Crítica | I Hear You


★★★

Em I Hear You, Peggy Gou parece ter esgotado todas as suas ideias.

Demorou para Peggy Gou lançar seu primeiro álbum de estúdio. Depois de dois EPs, a DJ e produtora coreana continuou por um tempo tocando em grandes casas e alcançando sucesso além do esperado para alguém que, de certa forma, se consolidou recentemente na cena.

Suas peças altamente marcadas pelas nuances do deep house, combinavam a facilidade das pistas com uma certa excentricidade que a diferenciava de outros DJs, essencialmente aqueles focados na experiência de raves com pés em psytrance & cia.

Mas, apesar de ter se diferenciado bastante no passado, Gou parece mais comum do que nunca em I Hear You. Considerando a plataforma em que ela se encontra agora, a importantíssima XL, era esperado, não por mim ou por você, mas pela própria convenção e pelos signos da artista, algo pelo menos consistente com os anos que ela passou entretendo e inovando como uma mulher extremamente influente na música eletrônica global.

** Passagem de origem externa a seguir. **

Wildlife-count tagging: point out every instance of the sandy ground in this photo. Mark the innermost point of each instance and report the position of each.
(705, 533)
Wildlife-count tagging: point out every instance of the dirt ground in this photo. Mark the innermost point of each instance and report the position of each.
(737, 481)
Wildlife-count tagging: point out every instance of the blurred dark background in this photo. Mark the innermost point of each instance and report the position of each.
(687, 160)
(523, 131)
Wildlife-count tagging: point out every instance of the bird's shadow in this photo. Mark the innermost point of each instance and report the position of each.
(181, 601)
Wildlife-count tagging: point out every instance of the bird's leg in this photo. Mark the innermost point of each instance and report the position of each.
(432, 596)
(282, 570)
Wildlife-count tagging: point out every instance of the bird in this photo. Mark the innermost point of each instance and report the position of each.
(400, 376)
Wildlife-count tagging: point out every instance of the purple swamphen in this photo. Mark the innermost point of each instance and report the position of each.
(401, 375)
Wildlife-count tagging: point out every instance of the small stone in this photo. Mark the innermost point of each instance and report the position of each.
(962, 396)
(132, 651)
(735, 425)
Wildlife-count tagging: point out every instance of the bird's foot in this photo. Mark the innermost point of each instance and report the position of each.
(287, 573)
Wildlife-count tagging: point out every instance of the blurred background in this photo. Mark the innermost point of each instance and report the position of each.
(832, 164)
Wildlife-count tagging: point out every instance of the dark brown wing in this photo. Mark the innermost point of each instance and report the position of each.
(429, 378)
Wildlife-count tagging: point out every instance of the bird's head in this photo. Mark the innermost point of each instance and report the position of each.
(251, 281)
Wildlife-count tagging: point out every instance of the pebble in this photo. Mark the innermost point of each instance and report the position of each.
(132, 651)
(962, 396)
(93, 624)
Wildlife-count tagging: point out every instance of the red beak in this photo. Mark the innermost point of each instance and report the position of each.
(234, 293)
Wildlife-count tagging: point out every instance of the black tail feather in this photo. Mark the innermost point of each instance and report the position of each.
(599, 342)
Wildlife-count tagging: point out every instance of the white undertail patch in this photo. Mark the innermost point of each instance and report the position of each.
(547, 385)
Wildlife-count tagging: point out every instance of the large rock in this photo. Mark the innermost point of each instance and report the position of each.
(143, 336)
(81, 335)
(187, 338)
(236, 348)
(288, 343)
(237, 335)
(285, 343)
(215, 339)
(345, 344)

Embora tenha alguns destaques, como “Seoulsi Peggygou (서울시페기구)”, que aborda suas raízes coreanas com instrumentos tradicionais, o álbum dificilmente mantém um alto nível de interesse. É, ao mesmo tempo, inofensivo, muito desanimador e repetitivo... Ninguém duvida que Paggy está sem ideias, mas a impressão que ela nos dá, neste momento, é que não tem mais nada a dizer do que a sua busca entre esse interesse pessoal e algumas referências à eletrônica furtiva dos anos 90. E só.

Selo: XL
Formato: LP
Gênero: Eletrônica / House
Matheus José

Graduando em Letras, 23 anos. No Aquele Tuim, faço parte das curadorias de Jazz, Música Independente, Eletrônica e Experimental.